We propose that by using orthogonal polarizations for alternating bauds of an alternating code, improvements are available both in cycle length, by means of using weak condition alternating codes, and in code performance through a reduction of autocorrelation function estimate variances by a factor of 4. This means an increase in the speed of incoherent scatter radar experiments by the same factor of 4.
 The incoherent scatter technique has been successfully used to study the Earth's ionosphere for almost 50 years, and has demonstrated its usefulness under widely varying conditions. As the technique has been applied to more demanding conditions, huge advances in instrumentation and techniques has improved the precision of the measurements and the speed at which they can be made by orders of magnitude.
 While there are some special cases where measurement of back-scattered power is enough to be of interest, the more usual case is that the experimenter is interested in the physics embodied in the thermal or excited fluctuation spectrum of the ionospheric plasma, and then the spectral properties of the scattered signal must be measured. It is possible to estimate this spectrum directly, e.g., through a filter-bank technique [Farley, 1969], but this requires a prohibitively long pulse to be used, and the more common approach is to admit a band-limited signal into the radar receiver, and then estimate its spectrum by one of a multitude of techniques, depending on the operating parameters of the radar and the properties of the plasma under observation.
 When the correlation time of the plasma is much longer than the pulse round-trip time to the observed volume, pulse-to-pulse correlation techniques are used. (low radar frequencies; mesopause and below; not explained or discussed further here).

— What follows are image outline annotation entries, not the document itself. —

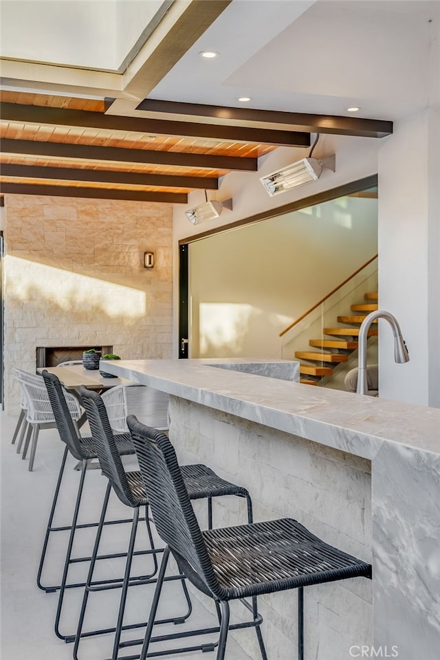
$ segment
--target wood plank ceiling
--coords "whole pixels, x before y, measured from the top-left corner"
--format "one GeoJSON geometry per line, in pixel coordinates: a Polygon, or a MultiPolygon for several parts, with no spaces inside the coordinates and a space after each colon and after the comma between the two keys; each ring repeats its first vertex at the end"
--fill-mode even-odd
{"type": "Polygon", "coordinates": [[[392,132],[390,122],[151,99],[142,116],[120,116],[107,113],[112,101],[2,91],[0,192],[186,204],[278,146],[308,147],[311,132],[392,132]]]}

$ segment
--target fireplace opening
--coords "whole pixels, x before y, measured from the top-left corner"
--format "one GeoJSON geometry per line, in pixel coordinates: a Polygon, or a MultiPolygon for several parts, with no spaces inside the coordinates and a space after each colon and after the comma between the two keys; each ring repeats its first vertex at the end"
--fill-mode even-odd
{"type": "Polygon", "coordinates": [[[36,366],[56,366],[60,362],[81,360],[85,351],[95,349],[103,355],[113,353],[112,346],[42,346],[36,347],[36,366]]]}

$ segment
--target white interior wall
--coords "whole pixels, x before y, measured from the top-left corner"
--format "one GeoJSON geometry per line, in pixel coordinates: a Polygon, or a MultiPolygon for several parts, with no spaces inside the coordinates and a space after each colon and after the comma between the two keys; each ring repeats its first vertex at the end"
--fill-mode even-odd
{"type": "Polygon", "coordinates": [[[0,52],[3,57],[117,71],[162,4],[1,0],[0,52]]]}
{"type": "Polygon", "coordinates": [[[399,122],[380,157],[380,307],[399,322],[410,358],[394,363],[392,333],[383,322],[380,376],[381,395],[439,406],[439,193],[428,154],[434,138],[437,150],[440,141],[432,114],[427,109],[399,122]]]}
{"type": "MultiPolygon", "coordinates": [[[[382,143],[389,139],[386,138],[382,140],[373,140],[364,138],[344,138],[340,135],[322,135],[314,155],[322,157],[331,153],[336,153],[336,171],[334,173],[329,170],[324,171],[318,181],[288,190],[276,197],[270,197],[265,191],[259,180],[260,177],[277,168],[283,167],[304,157],[309,153],[309,150],[305,149],[292,149],[287,147],[277,148],[259,159],[257,172],[232,172],[220,179],[219,190],[208,193],[208,196],[210,199],[219,200],[232,197],[233,209],[232,211],[224,210],[219,218],[203,224],[192,225],[185,215],[186,209],[191,208],[204,201],[203,191],[198,190],[192,193],[189,198],[190,204],[186,206],[182,204],[174,205],[173,309],[179,309],[178,244],[180,239],[222,227],[257,213],[267,212],[268,214],[273,214],[275,216],[278,214],[276,212],[278,207],[375,174],[377,171],[379,148],[382,143]]],[[[311,302],[311,305],[312,304],[313,302],[311,302]]],[[[173,345],[175,358],[178,355],[178,315],[176,314],[173,319],[173,345]]]]}
{"type": "MultiPolygon", "coordinates": [[[[379,342],[380,395],[440,407],[438,118],[436,102],[419,116],[397,123],[394,134],[380,140],[328,136],[327,142],[332,143],[336,153],[336,172],[327,173],[314,184],[278,197],[265,197],[265,193],[262,197],[264,190],[258,179],[293,162],[292,150],[277,149],[261,159],[264,162],[260,164],[257,173],[228,175],[222,179],[215,197],[220,200],[232,197],[234,210],[224,212],[217,221],[194,227],[188,222],[184,208],[175,206],[176,267],[180,239],[377,172],[380,305],[400,322],[410,354],[407,364],[395,364],[392,336],[389,329],[384,327],[379,342]]],[[[329,151],[322,149],[319,155],[326,153],[329,151]]],[[[203,201],[197,195],[201,193],[191,196],[190,208],[203,201]]],[[[178,278],[175,277],[174,286],[174,309],[178,309],[178,278]]],[[[176,317],[175,355],[177,354],[177,320],[176,317]]]]}
{"type": "Polygon", "coordinates": [[[191,244],[191,356],[279,357],[279,332],[377,241],[377,201],[346,197],[191,244]]]}
{"type": "Polygon", "coordinates": [[[115,0],[2,0],[1,23],[3,57],[117,67],[115,0]]]}

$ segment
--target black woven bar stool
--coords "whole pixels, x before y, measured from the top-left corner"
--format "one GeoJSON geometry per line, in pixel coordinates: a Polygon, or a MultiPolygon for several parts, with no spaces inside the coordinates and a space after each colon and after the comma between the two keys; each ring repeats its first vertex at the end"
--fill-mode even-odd
{"type": "MultiPolygon", "coordinates": [[[[43,545],[43,551],[41,553],[41,557],[40,559],[40,564],[38,566],[38,575],[37,575],[37,584],[40,588],[50,592],[50,591],[59,591],[58,606],[56,609],[56,614],[55,617],[55,634],[58,637],[61,639],[66,639],[70,635],[65,635],[60,632],[60,619],[61,617],[61,611],[63,608],[63,604],[64,601],[64,595],[65,590],[67,588],[71,588],[74,587],[83,587],[85,586],[85,582],[80,583],[72,583],[70,584],[67,584],[67,575],[69,571],[69,568],[70,565],[74,562],[89,562],[91,560],[91,557],[80,557],[80,558],[74,558],[72,557],[72,547],[74,544],[74,540],[75,537],[75,533],[77,529],[84,528],[84,527],[97,527],[98,525],[98,522],[91,522],[91,523],[85,523],[82,525],[78,524],[78,517],[80,510],[80,506],[81,503],[81,498],[82,495],[82,491],[84,487],[84,483],[85,479],[85,476],[87,470],[88,462],[91,459],[96,459],[98,454],[95,449],[93,439],[91,437],[82,437],[79,435],[77,428],[76,427],[74,423],[72,421],[72,417],[69,412],[69,409],[67,408],[67,404],[66,403],[65,398],[64,397],[63,387],[58,377],[53,373],[50,373],[48,371],[43,372],[43,377],[46,385],[47,390],[47,394],[49,395],[49,399],[50,401],[50,404],[52,408],[54,413],[54,417],[55,418],[55,421],[56,424],[56,427],[58,428],[58,433],[60,434],[60,438],[65,443],[65,448],[64,450],[64,454],[63,456],[63,459],[61,461],[61,466],[60,468],[60,472],[58,477],[58,481],[56,483],[56,486],[55,488],[55,493],[54,495],[54,499],[52,501],[52,505],[51,507],[50,514],[49,516],[49,521],[47,523],[47,527],[46,528],[46,533],[45,536],[44,542],[43,545]],[[74,515],[72,517],[72,523],[69,525],[64,527],[54,527],[53,520],[55,514],[55,509],[56,507],[56,503],[58,501],[61,481],[63,479],[63,475],[64,474],[64,470],[66,463],[66,459],[67,457],[68,452],[74,456],[77,461],[80,461],[81,469],[80,469],[80,476],[79,479],[78,486],[78,493],[76,495],[76,501],[75,503],[75,508],[74,511],[74,515]],[[64,567],[63,570],[63,574],[61,576],[60,582],[58,585],[50,585],[48,586],[44,586],[41,584],[41,574],[43,571],[43,568],[44,565],[45,558],[46,556],[46,551],[47,549],[47,544],[49,541],[49,537],[52,532],[56,531],[70,531],[69,536],[69,541],[67,543],[67,547],[66,551],[66,556],[65,559],[64,567]]],[[[116,440],[116,451],[120,455],[128,455],[134,453],[134,448],[131,443],[129,433],[124,433],[121,435],[117,436],[116,440]]],[[[101,518],[105,516],[105,509],[107,507],[107,503],[108,501],[108,497],[104,496],[104,502],[102,505],[102,509],[101,512],[101,518]]],[[[116,523],[123,523],[123,522],[131,522],[131,518],[122,519],[120,520],[111,520],[108,521],[107,523],[109,525],[114,525],[116,523]]],[[[120,556],[119,554],[115,554],[113,556],[107,555],[105,557],[102,558],[109,559],[112,558],[112,557],[120,556]]],[[[114,582],[115,580],[111,580],[111,582],[114,582]]],[[[122,583],[122,580],[119,581],[120,584],[122,583]]]]}
{"type": "MultiPolygon", "coordinates": [[[[150,641],[157,639],[151,635],[170,551],[179,570],[220,606],[217,660],[225,657],[230,601],[294,588],[298,595],[298,659],[303,660],[304,587],[371,578],[371,565],[328,545],[290,518],[201,531],[169,439],[133,415],[127,424],[156,529],[167,544],[140,660],[151,654],[150,641]]],[[[259,627],[256,629],[258,634],[259,627]]]]}
{"type": "MultiPolygon", "coordinates": [[[[127,591],[130,586],[135,584],[145,584],[156,582],[156,579],[153,578],[152,575],[147,578],[131,578],[130,572],[131,568],[133,549],[135,541],[136,530],[138,527],[138,521],[139,516],[139,509],[140,507],[146,507],[145,518],[148,520],[148,502],[145,493],[145,488],[142,481],[140,472],[131,471],[126,472],[124,469],[122,462],[119,452],[116,448],[116,437],[111,430],[107,410],[104,402],[101,397],[96,392],[81,388],[80,390],[83,406],[86,410],[89,424],[94,439],[94,446],[98,452],[98,456],[103,473],[109,479],[109,488],[111,486],[116,493],[118,497],[126,506],[133,509],[133,525],[131,529],[131,535],[129,543],[129,549],[126,556],[126,567],[124,577],[124,582],[120,602],[119,611],[118,615],[118,622],[115,631],[115,637],[113,641],[113,649],[112,660],[116,660],[120,646],[131,646],[142,644],[143,639],[131,640],[129,642],[124,642],[120,644],[122,631],[132,629],[133,628],[144,627],[147,622],[136,624],[134,625],[123,626],[124,610],[126,600],[127,591]]],[[[246,499],[248,505],[248,518],[249,522],[252,520],[252,501],[249,493],[245,488],[241,486],[237,486],[234,483],[226,481],[217,474],[204,465],[184,465],[182,468],[183,478],[186,487],[188,492],[188,496],[192,499],[208,498],[208,525],[212,527],[212,498],[225,495],[234,495],[246,499]]],[[[103,518],[102,518],[101,523],[103,518]]],[[[82,632],[82,626],[85,616],[85,610],[87,604],[87,600],[89,593],[92,591],[103,591],[107,588],[111,588],[111,585],[94,584],[93,573],[95,565],[95,560],[98,554],[100,540],[101,536],[102,525],[102,524],[98,528],[96,532],[96,538],[95,546],[92,554],[92,558],[90,562],[89,575],[87,577],[85,586],[81,610],[78,621],[78,630],[75,639],[74,648],[74,659],[77,660],[78,651],[80,645],[80,641],[82,637],[89,636],[89,633],[82,632]]],[[[152,540],[151,539],[151,542],[152,540]]],[[[154,550],[154,552],[163,552],[164,549],[154,550]]],[[[156,564],[157,566],[157,564],[156,564]]],[[[178,618],[166,618],[156,622],[159,623],[183,623],[191,613],[191,602],[185,584],[184,576],[177,575],[169,577],[167,580],[180,580],[182,582],[184,593],[188,604],[188,611],[184,616],[178,618]]],[[[198,631],[195,632],[195,635],[198,631]]],[[[95,634],[94,632],[91,633],[95,634]]],[[[171,636],[173,639],[178,638],[179,635],[171,636]]],[[[208,648],[206,646],[206,650],[208,648]]],[[[192,650],[202,648],[202,645],[199,647],[192,647],[192,650]]],[[[182,652],[184,649],[179,649],[182,652]]]]}

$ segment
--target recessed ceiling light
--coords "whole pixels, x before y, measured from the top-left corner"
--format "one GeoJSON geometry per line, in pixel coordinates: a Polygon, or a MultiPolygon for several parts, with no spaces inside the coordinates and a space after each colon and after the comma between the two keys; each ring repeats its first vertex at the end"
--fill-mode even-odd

 Otherwise, the correlation time of the plasma is short enough that no correlations will remain between independently transmitted and received pulses. In this case, the spectrum must be estimated from the scattering from every transmitted pulse or pulse group. While it is possible to use Fourier transform-based techniques on the received signal, it is more common to estimate the spectrum by way of the signal's autocorrelation function (ACF), whose Fourier transform is an estimate of the scattered power spectral density, or power spectrum [e.g., Peebles, 1993]. For the scattered spectrum to be accurately measured, the pulse must be longer than 3.5 times the correlation time of the plasma [Vallinkoski, 1988]. At the same time, the pulse must be short enough that it does not average over volumes with too different physical parameters (e.g., it must be shorter than a typical ionospheric scale height), and it must also be short enough that it can be transmitted before the first signal of interest begins to arrive at the receiver. When these requirements can all be met simultaneously, a long, uncoded pulse can be used [e.g., Farley, 1969].
 In many interesting situations, however, these requirements cannot be satisfied simultaneously, and some sort of subpulse technique is necessary. The simplest of these, and the easiest to understand, is the double-pulse technique [Farley, 1969]. To estimate the ACF from range h at lag τ with a range resolution of δh, two pulses, each of length δt = 2δh/c are transmitted with an interval of τ between the start of the two pulses. The receiver is then opened, and (complex baseband) samples v0 and v1 are taken at times 2h/c and 2h/c + τ. The experiment is repeated a number of times, and the quantity 〈v0v*1〉, where 〈〉 signifies average and v* is the complex conjugate of v, is our estimate of the desired correlation at this lag. The setup is illustrated in Figure 1. In Figure 1, range increases along the vertical axis and time along the horizontal axis. This type of diagram is called a range-time diagram, or a Farley diagram. The diagonal lines rising with increasing time (to the right) indicate how the bauds of the transmitted pulse propagate outward with time, while the diagonals which descend with increasing time indicate what regions of range and time could potentially influence a measurement taken at a particular time, i.e., the time when these lines reach the horizontal axis.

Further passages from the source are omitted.